その先…、馬車に積まれている檻の中には、柵を掴んでこちらを見ているカエル顔のイィ・ドゥ…、『アバァ』の姿がそこにあった。
家らの裏手には、醸造所がある場所があり、その建物の裏手には、うっそうと生い茂る高い木…ポップの木が生育されている畑があった。
その畑から少し横に外れた、小さく拓けたところには、村人であろうか…、獣人のイィ・ドゥらしき者らの首が樽の上に一つずつ置かれており、その手前では、焼かれて炭になっている頭部のない胴体が山済みになっていて、『アバァ』らの手口…とわかる証拠がそこに、無造作に存在してあった。
その場所を見て、アルベルトは小さく舌打ちをしていた。
炭になった胴体と共に、『アバァ』の配下の者の遺体を置き、住民の頭部を置くと、薪をくべて火を付け、火葬を始めた。
一同は煌々と燃える遺体らを見ている。
そこにアルベルトが腕組みをして、燃え盛る炎の前に立った。
「さて…。

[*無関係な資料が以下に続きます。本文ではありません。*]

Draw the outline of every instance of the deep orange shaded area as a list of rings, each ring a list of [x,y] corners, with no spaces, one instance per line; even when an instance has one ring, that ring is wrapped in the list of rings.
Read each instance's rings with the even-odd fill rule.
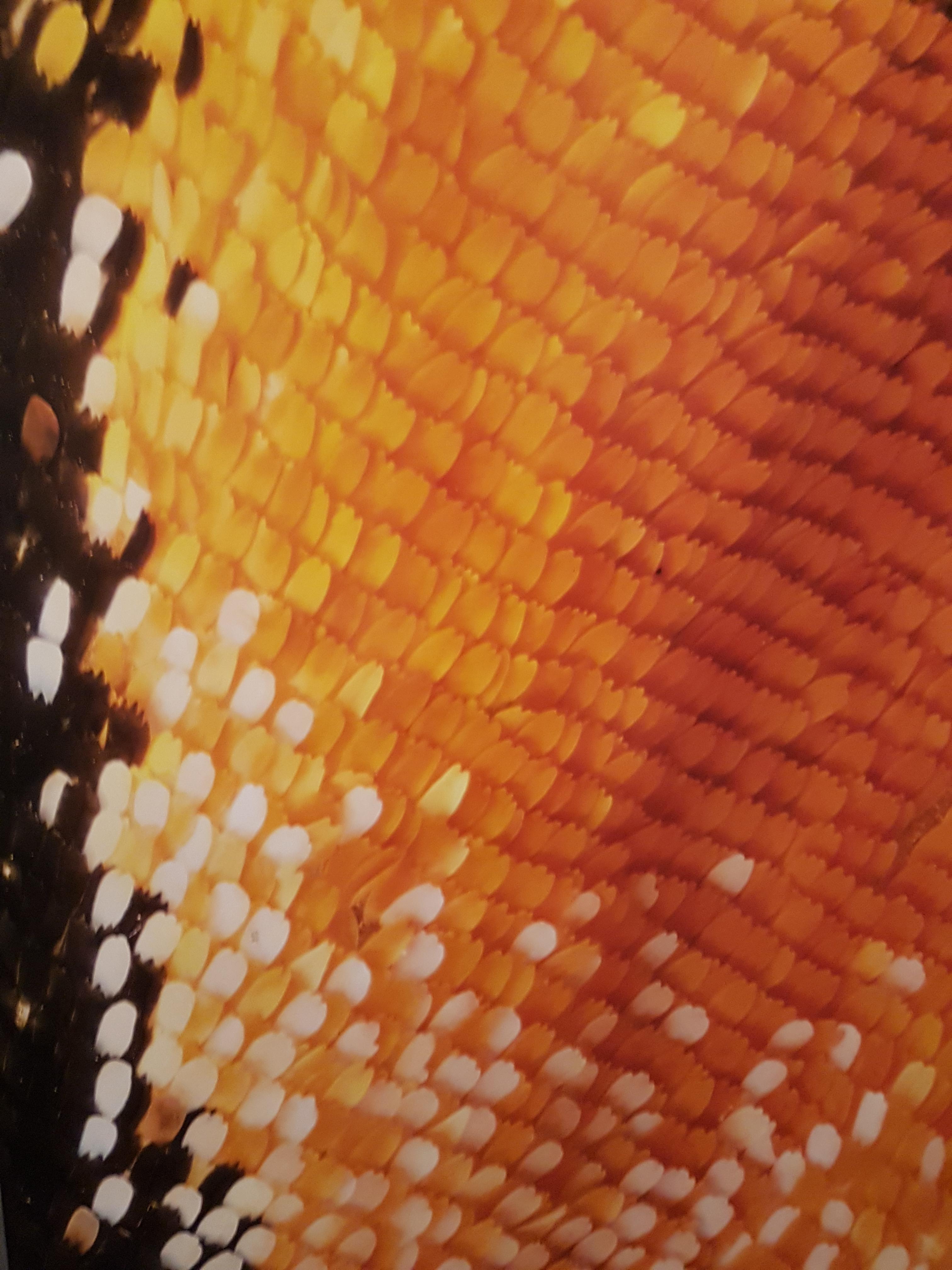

」
その言葉に一同がアルベルトへと視線を向け、一同を見渡し、「『アバァ』の処遇についてだが、これは、おれがアイゼンから許可をもらい、あいつは生かすことにした」
「…生かすって…」とタイロンがつぶやく。
「あぁ…、お前らの中にも、この処遇には不満を持つ者がいるのは確かだ…、だが、あいつは、死よりも重い罰を与えなければ、今まで失った命がうかばれない…だから…。あいつには、呪いをかける事にした…あるいみ死の呪いだ…」とチャ子を見る。
その視線に小さく顎を引いたチャ子。
「その内容は…まぁ…とりあえず、時間はかかるかも知れないが、あいつは、呪われて死ぬ…この事だけは覚えておけ!…そして、犬野郎は…俺達への抑止力の為に生かした…。これも覚えておくんだ、この先、俺たちに、色々な非の粉が降り注ぐであろう、その時は、お前らの心の中にある正義を貫け…そして…」
空を仰ぐと、夕暮れが近付いている空が見えた…。
「…その正義に、責任を持つんだ…。…暗くなる前に『デルヘルム』へ帰る。」
視線を戻してアルベルトが言葉にし、その言葉に頷く一同。
そして…。
「…今日はよくやった…」
レニィを見ると、ケビン、トルースにベンネル、オースティ…そして、ジェンスにセラを見て、最後にチャ子を見る…。
「…合格だ!」と重く言葉にした。
その言葉に小さく笑みを見せるチャ子は、目頭を再び緩まし、大きな涙を流し始め、そのチャ子にセラが近付き、レニィとオースティ、そして、ベンネルが手を差し伸べた。
トルースも嗚咽を始めてから、腕で目元を覆い、ケビンとジェンスは、手を高々に上げて、その手を握った…。
レニィらの行動を見ていたアサトらは、互いに顔を見合いながら大きな笑みで、卒業を祝福していた……。